With initiatives like the Scam-Safe Accord and advanced fraud detection technologies, financial institutions are enhancing their efforts to safeguard customers and prevent large-scale fraud. Here, we outline critical mitigation strategies that banks can adopt to address this growing challenge.
The surge in online banking fraud has compelled Australian banks and regulatory bodies to strengthen their defence mechanisms.
With initiatives like the Scam-Safe Accord and advanced fraud detection technologies, financial institutions are enhancing their efforts to safeguard customers and prevent large-scale fraud.
Here, we outline critical mitigation strategies that banks can adopt to address this growing challenge.
Behavioral Biometrics: A Core Element of Scam-Safe Accord Compliance
The Scam-Safe Accord requires that all new online accounts in Australia include biometric verification by the end of 2024.
This step ensures enhanced identity verification through fingerprint or facial recognition, reducing the risk of fraudulent account creation.
In addition to these physical biometrics, behavioural intelligence platforms offer further security by monitoring user actions, such as keystrokes and touch patterns, to detect anomalies.
As scams grow more sophisticated, this layered approach of physical and behavioural biometrics provides real-time detection, acting as a powerful deterrent against identity theft and authorized push payment (APP) fraud.
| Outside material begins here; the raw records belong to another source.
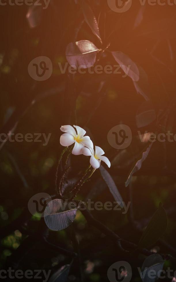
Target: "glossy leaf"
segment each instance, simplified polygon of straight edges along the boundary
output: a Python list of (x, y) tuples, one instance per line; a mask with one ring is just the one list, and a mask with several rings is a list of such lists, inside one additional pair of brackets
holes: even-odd
[(70, 268), (70, 264), (66, 264), (62, 266), (53, 274), (48, 282), (65, 282), (67, 281)]
[(41, 6), (33, 5), (29, 7), (26, 17), (31, 28), (36, 27), (40, 24), (42, 12)]
[(146, 101), (148, 101), (150, 96), (150, 90), (148, 77), (144, 70), (139, 67), (139, 78), (138, 81), (133, 81), (133, 83), (137, 93), (142, 95)]
[(112, 54), (125, 73), (134, 81), (138, 81), (139, 72), (138, 67), (127, 55), (122, 52), (112, 52)]
[(156, 118), (155, 111), (151, 101), (145, 101), (139, 107), (136, 117), (137, 126), (145, 126)]
[(145, 6), (142, 6), (140, 8), (135, 22), (134, 29), (140, 25), (143, 19), (143, 14), (145, 8)]
[(165, 233), (167, 225), (167, 214), (160, 203), (142, 236), (138, 247), (147, 248), (155, 244)]
[(50, 229), (54, 231), (65, 229), (72, 223), (77, 208), (73, 203), (56, 199), (47, 205), (44, 215), (45, 223)]
[(83, 0), (82, 7), (85, 20), (91, 28), (93, 33), (102, 43), (96, 19), (91, 7), (86, 0)]
[(159, 278), (157, 275), (155, 277), (152, 278), (149, 274), (152, 270), (154, 271), (157, 274), (160, 273), (160, 271), (163, 269), (164, 263), (164, 260), (162, 257), (157, 254), (151, 255), (145, 259), (140, 273), (143, 282), (155, 282)]
[(137, 159), (135, 161), (134, 164), (133, 165), (132, 168), (130, 170), (130, 172), (128, 175), (128, 178), (125, 182), (126, 187), (129, 185), (131, 182), (133, 176), (141, 168), (143, 163), (147, 158), (150, 151), (151, 147), (153, 143), (152, 143), (149, 145), (147, 144), (144, 151), (140, 153)]
[(99, 49), (88, 40), (70, 43), (66, 49), (66, 56), (71, 65), (87, 68), (94, 65)]
[(110, 174), (102, 165), (100, 166), (99, 169), (102, 177), (108, 186), (111, 193), (116, 201), (120, 203), (120, 205), (121, 207), (123, 207), (123, 199), (115, 182)]

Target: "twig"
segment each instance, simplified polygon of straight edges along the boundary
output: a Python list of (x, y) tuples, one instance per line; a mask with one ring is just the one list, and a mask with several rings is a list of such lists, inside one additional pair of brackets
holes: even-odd
[[(155, 253), (154, 252), (150, 251), (146, 249), (139, 248), (138, 249), (137, 245), (135, 244), (120, 238), (117, 234), (109, 229), (108, 227), (101, 223), (99, 220), (95, 219), (90, 211), (87, 209), (85, 204), (84, 203), (81, 204), (80, 206), (81, 208), (80, 211), (88, 223), (97, 228), (105, 235), (108, 236), (109, 238), (110, 238), (113, 241), (115, 241), (116, 243), (118, 242), (118, 241), (120, 241), (120, 243), (118, 243), (118, 246), (121, 250), (122, 250), (123, 251), (124, 251), (124, 250), (121, 244), (122, 243), (130, 249), (133, 249), (133, 253), (134, 250), (135, 252), (139, 252), (147, 256)], [(160, 254), (166, 259), (168, 260), (170, 258), (174, 258), (172, 256), (167, 254)]]

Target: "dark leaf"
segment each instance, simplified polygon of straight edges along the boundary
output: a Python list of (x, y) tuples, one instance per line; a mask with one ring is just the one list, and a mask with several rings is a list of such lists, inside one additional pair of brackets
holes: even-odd
[(100, 167), (100, 170), (102, 177), (108, 186), (111, 193), (116, 201), (120, 203), (120, 206), (121, 207), (123, 207), (122, 199), (110, 174), (102, 165), (101, 165)]
[(66, 49), (67, 59), (70, 65), (87, 68), (92, 66), (96, 60), (99, 51), (93, 43), (88, 40), (81, 40), (70, 43)]
[(33, 5), (29, 8), (26, 18), (31, 28), (35, 27), (40, 24), (41, 18), (42, 7), (41, 6)]
[(54, 231), (66, 228), (74, 220), (77, 208), (73, 203), (56, 199), (50, 202), (45, 211), (44, 219), (50, 229)]
[(85, 20), (91, 28), (93, 33), (102, 43), (96, 19), (92, 10), (86, 0), (83, 0), (82, 1), (82, 9)]
[(149, 100), (150, 90), (149, 86), (148, 77), (144, 70), (140, 67), (139, 68), (139, 78), (138, 81), (133, 81), (133, 83), (138, 93), (142, 95), (146, 101)]
[(137, 126), (139, 128), (145, 126), (156, 118), (155, 111), (151, 101), (145, 101), (139, 107), (136, 117)]
[(160, 273), (162, 270), (164, 261), (162, 257), (157, 254), (151, 255), (146, 258), (142, 265), (140, 274), (143, 282), (155, 282), (159, 277), (151, 278), (148, 275), (151, 270), (154, 270), (156, 273)]
[(176, 21), (173, 18), (151, 21), (143, 26), (139, 35), (156, 39), (174, 38), (176, 36)]
[(138, 27), (140, 25), (143, 18), (143, 14), (145, 10), (145, 6), (142, 6), (141, 7), (137, 14), (134, 24), (134, 29)]
[(62, 266), (53, 274), (48, 282), (66, 282), (70, 268), (70, 264), (66, 264)]
[(138, 247), (148, 248), (155, 244), (165, 233), (167, 225), (167, 214), (160, 203), (142, 235)]
[(139, 72), (138, 67), (126, 55), (122, 52), (112, 52), (112, 54), (117, 62), (126, 75), (134, 81), (138, 81)]
[(139, 170), (141, 168), (143, 163), (147, 158), (153, 144), (153, 143), (151, 143), (149, 146), (147, 144), (146, 147), (145, 148), (144, 151), (143, 151), (142, 152), (139, 154), (137, 159), (135, 161), (134, 164), (133, 165), (132, 168), (130, 170), (130, 172), (125, 182), (126, 187), (127, 187), (131, 182), (132, 177), (134, 174)]

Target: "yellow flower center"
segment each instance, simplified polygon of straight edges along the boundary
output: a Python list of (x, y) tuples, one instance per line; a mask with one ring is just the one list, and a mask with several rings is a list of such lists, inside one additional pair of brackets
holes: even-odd
[(80, 143), (80, 142), (81, 142), (82, 140), (82, 138), (80, 138), (79, 136), (78, 135), (77, 136), (74, 136), (74, 139), (75, 141), (76, 141), (78, 143)]

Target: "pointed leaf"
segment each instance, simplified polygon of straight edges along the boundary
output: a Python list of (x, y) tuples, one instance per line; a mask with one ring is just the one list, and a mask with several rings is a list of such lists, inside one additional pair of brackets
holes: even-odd
[(81, 66), (87, 68), (94, 65), (99, 49), (88, 40), (81, 40), (70, 43), (66, 49), (66, 56), (69, 63), (75, 68)]
[(57, 231), (66, 228), (72, 223), (77, 208), (73, 203), (56, 199), (47, 205), (44, 214), (46, 225), (52, 230)]
[(160, 203), (142, 235), (138, 247), (147, 248), (155, 244), (165, 233), (167, 225), (167, 214)]
[(93, 33), (96, 35), (102, 43), (102, 40), (100, 34), (96, 19), (91, 7), (86, 0), (83, 0), (82, 7), (85, 20), (91, 28)]
[(141, 268), (141, 277), (143, 282), (155, 282), (159, 278), (156, 275), (156, 277), (151, 278), (148, 275), (151, 270), (154, 270), (156, 273), (160, 273), (162, 270), (164, 260), (162, 257), (157, 254), (151, 255), (146, 258)]
[(122, 199), (110, 174), (102, 165), (100, 166), (99, 169), (102, 177), (108, 186), (111, 193), (116, 201), (119, 203), (121, 207), (123, 207)]
[(145, 8), (145, 6), (142, 6), (139, 9), (135, 21), (133, 29), (138, 27), (141, 24), (143, 19), (143, 14)]
[(133, 165), (132, 168), (130, 170), (130, 172), (127, 180), (125, 182), (126, 187), (127, 187), (131, 182), (132, 177), (134, 174), (139, 170), (141, 168), (143, 163), (147, 158), (153, 144), (153, 143), (152, 143), (149, 146), (147, 144), (145, 149), (144, 151), (143, 151), (142, 153), (140, 154), (137, 160), (135, 162), (134, 164)]
[(70, 264), (66, 264), (62, 266), (53, 274), (48, 282), (66, 282), (67, 280), (70, 268)]
[(149, 100), (150, 90), (149, 86), (148, 77), (142, 68), (139, 67), (139, 78), (138, 81), (133, 81), (133, 83), (138, 93), (142, 95), (146, 101)]
[(135, 63), (125, 54), (117, 51), (112, 54), (124, 73), (134, 81), (138, 81), (139, 77), (138, 68)]
[(145, 126), (156, 118), (155, 111), (151, 101), (145, 101), (139, 107), (136, 117), (138, 128)]

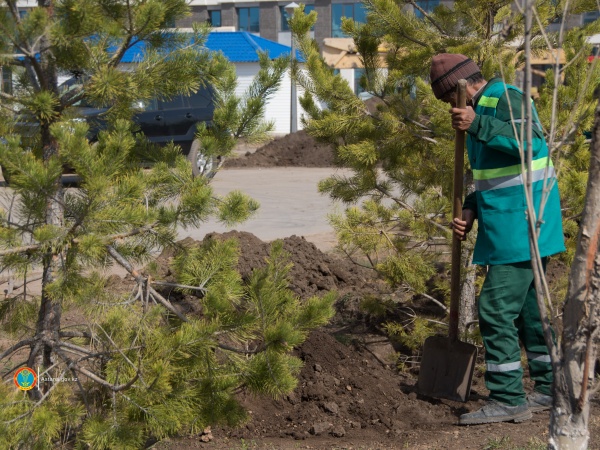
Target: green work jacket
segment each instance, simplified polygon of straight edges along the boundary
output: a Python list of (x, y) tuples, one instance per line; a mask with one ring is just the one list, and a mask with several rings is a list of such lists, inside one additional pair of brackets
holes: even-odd
[[(521, 175), (519, 139), (516, 138), (521, 135), (521, 125), (524, 125), (522, 99), (523, 93), (519, 89), (504, 84), (499, 78), (490, 80), (474, 99), (476, 116), (467, 130), (467, 151), (475, 192), (467, 196), (463, 205), (463, 208), (476, 211), (479, 222), (474, 264), (510, 264), (531, 259), (525, 182)], [(536, 217), (544, 189), (548, 197), (538, 241), (544, 257), (564, 251), (565, 246), (554, 166), (548, 156), (535, 107), (533, 116), (531, 147)], [(525, 136), (525, 127), (522, 129)], [(522, 141), (526, 157), (526, 142), (525, 139)]]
The Scam-Safe Accord: A Holistic Approach to Fraud Prevention
Launched by the Australian Banking Association, the Scam-Safe Accord focuses on disrupting fraudulent tactics, detecting scams early, and proactively addressing emerging threats.
Some of the key measures under this initiative include:
- Confirmation of Payee System
Set to launch across Australian banks by 2025, this system ensures payment is made to the correct recipient by flagging mismatches between the entered and actual payee name.
- Enhanced Risk Controls
Banks will introduce alerts for high-risk transactions, such as large transfers or payments to new payees, giving customers more time to verify the transaction’s legitimacy.
- Collaboration with Fraud Networks
By sharing data across networks like the Australian Financial Crimes Exchange (AFCX), banks can freeze and recover funds faster when scams are detected.
Advanced Behavioral Intelligence for Real-Time Detection
Behavioural intelligence tools have become a crucial component of fraud prevention in financial services.
These systems analyze user behaviours such as mouse movements, typing patterns, and session activity to identify deviations from normal interactions.
This allows banks to detect and respond to fraud in real time, even if the transaction appears authorized.
Multi-Layered Security and Real-Time Monitoring
A robust multi-layered security approach is essential for fraud prevention.
This should include:
- Administrative Measures
Training employees to recognize phishing attempts and suspicious activities.
- Physical Controls
Limiting access to sensitive systems.
- Technical Tools
AI-driven fraud detection, firewalls, and anti-malware solutions.
Real-time monitoring also plays a crucial role in flagging unusual account activities, such as out-of-hours access or irregular transactions, signalling potential fraud.
Education and Future Liability in Fraud Prevention
Educating both employees and customers is key.
Regular training on detecting scams, coupled with resources for customers on multi-factor authentication and avoiding phishing attacks, can help reduce fraud risks.
As scams continue to rise, banks may face increased liability for compensating fraud victims, following trends in the UK and Europe.
A shift towards mandatory bank compensation could change the future landscape of fraud prevention in Australia.